Introduction to Networks with ggraph

Introduction

Network graphs are a great way to visualise relationships between objects and their importance within the network. This tutorial demonstrates the basics of the package ggraph.

It follows the principles of Leland Wilkinson’s The Grammar of Graphics by extending on well-known data visualisation package ggplot2, which can be challenging to apply to networks. Data structures from igraph, an older network package originally created in C, are also supported.

Install and load packages

Load the following packages once installed. We leverage igraph and tidyverse to handle some more complex data pre-processing.

# Load Packages 
library(ggraph)
library(igraph) 
library(tidyverse)

Data preparation

We explore two examples of networks using TV scripts from one of America’s longest running shows The Simpsons. The csv file containing is available at the github repository of sujanjoejacob. To simplify, the analysis focuses on characters appearing in at least 20 episodes.

# Load scripts and remove non-speaking lines
lines <- read_csv("./simpsons_script_lines.csv")

speaking_lines <- lines %>% 
  filter(!is.na(raw_character_text))

# Limit analysis to re-occuring characters in 20 or more episodes
top_char <- speaking_lines %>% 
  group_by(raw_character_text) %>% 
  mutate(appearances=n_distinct(episode_id)) %>% 
  filter(appearances >= 20) %>%
  ungroup()

# Count characters lines per episode 
lines_per_ep <- top_char %>% 
  group_by(raw_character_text, episode_id) %>% 
  summarise(lines=n()) %>% 
  ungroup()

Example 1: Undirected Network

A network is comprised of objects referred to as nodes or Vertices and their connections named Edges.
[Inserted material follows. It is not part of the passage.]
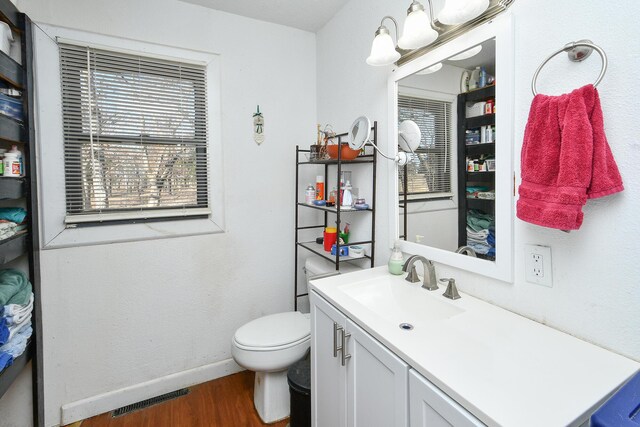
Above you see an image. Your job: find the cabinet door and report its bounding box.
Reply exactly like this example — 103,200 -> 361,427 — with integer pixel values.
409,369 -> 484,427
345,320 -> 409,427
309,292 -> 347,427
This example is only concerned with identifying connections where direction does not matter. Real world examples include social networks or road maps within a city.

Adjacency matrix

The dataset is converted into a weighted $N * N$ adjacency matrix of character connections. We count characters’ lines per episode, then use cosine similarity to weigh connections based on episodes appearances and amount of dialogue.

# Convert to matrix
char_df <- lines_per_ep %>% 
  spread(episode_id, lines, fill=0)

char_mat <- as.matrix(select(char_df, -raw_character_text))
rownames(char_mat) <- char_df$raw_character_text

# Calculate cosine distance between characters
cosine_sim <- as.dist(char_mat %*% t(char_mat) / (sqrt(rowSums(char_mat^2) %*% t(rowSums(char_mat^2)))))
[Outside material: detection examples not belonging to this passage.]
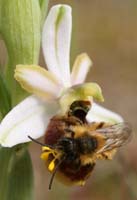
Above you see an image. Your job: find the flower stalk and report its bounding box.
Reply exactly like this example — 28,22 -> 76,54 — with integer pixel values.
0,0 -> 48,200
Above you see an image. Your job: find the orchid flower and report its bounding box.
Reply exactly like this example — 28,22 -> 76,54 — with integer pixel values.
0,5 -> 122,147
# Initial look at the network 
autograph(as.matrix(cosine_sim))

igraph network

The network’s magnitude of nodes and connections create difficulty in extracting valuable information without further customisation. This is where a network package shines. We remove weaker connections from the adjacency matrix and introduce igraph functions for layout and community detection.

Communities are densely connected clusters within the larger network. The Louvain Method used is an algorithm which creates small clusters optimising locally, then iteratively builds a network using smaller clusters as nodes. A random layout is used for now, with other options discussed later. Also of note are attributes of vertices and edges which can be controlled using V() and E().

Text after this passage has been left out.